Já os jornalistas tinham esgotado as perguntas na conferência de imprensa quando Bruno Lage decidiu explicar porque decidiu abdicar dos estágios nas véspera dos jogos em casa, estratégia apontada como causa para a derrota com o FC Porto, na Luz, na 3.ª jornada. «Vamos esclarecer isso», disse, clarificando de seguida:

 

«Já muitos poucos clubes fazem estágios quando jogam em casa, por diversas razões. Não temos de imitar ninguém, temos é de ir ao encontro do que é o conforto dos jogadores. Numa semana com competições europeias, jogamos sábado, quarta-feira e sábado. Os jogadores passam três, quatro noites em casa. Se a viagem for grande, como é o caso da Rússia, serão duas, três noites fora de casa. Entendemos que o repouso e a recuperação em casa é melhor, é mais fácil para eles para que as coisas aconteçam de forma natural. Preferimos que, na véspera dos jogos em casa, se mantenham no conforto do seu lar. Existe hora de recolher, às 19 horas os jogadores estão em casa, e em caso de necessidade, proporcionamos daqui refeição ao jogador e à família. Todos de véspera usam pulseira para controlo do sono. E damos a oportunidade de estar com a família, de dormir no seu colchão, com a sua almofada, e não tirar do padrão normal de conforto. (…) Em casa, descansam melhor do que fora. Fizemos esse teste nos primeiros 15 dias da pré-época. No jogo com o Paços de Ferreira, correu bem. Depois, num jogo em que as coisas não correram bem dentro de campo, colocam tudo em causa.

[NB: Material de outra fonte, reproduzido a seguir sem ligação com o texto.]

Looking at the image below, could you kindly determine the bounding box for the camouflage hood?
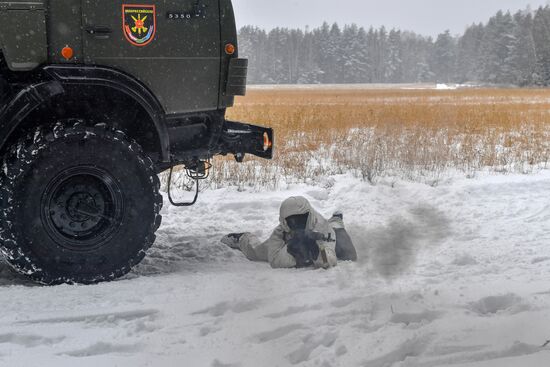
[279,196,331,234]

Não resulta. A única coisa que deixámos de fazer foi jantar e dormir aqui, o resto tudo é igual.»

 

E prosseguiu: «Todos já ouvimos histórias de estágios, a SportTV até tem um programa porreiro com o mister Carlos Manuel em que os jogadores vão lá contar as histórias que viveram nos estágios. Há 10, 15, 20 anos, alguns treinadores até deixavam os jogadores beber um copo de vinho na véspera dos jogos. E às vezes os mais velhos traziam os mais novos e diziam “ele também bebe vinho… (pausa)”. Depois, vai uma chávena para um cafezinho, piscamos o olho a quem está do outro lado, e não vem o café, vem um licor. Já são dois copos de vinho no bucho e mais um whisky, mas estamos em estágio. Aqui há todos esses procedimentos que falei e a coisa é posta em causa. (…) Temos que colocar na balança o que foi o passado, o que foi o jogador há uns tempos e o que é o jogador hoje, ver a forma de trabalhar dos clubes e dar passos em frente para evoluir. Depois ganha-se e perde-se dentro de campo, não fora dele.»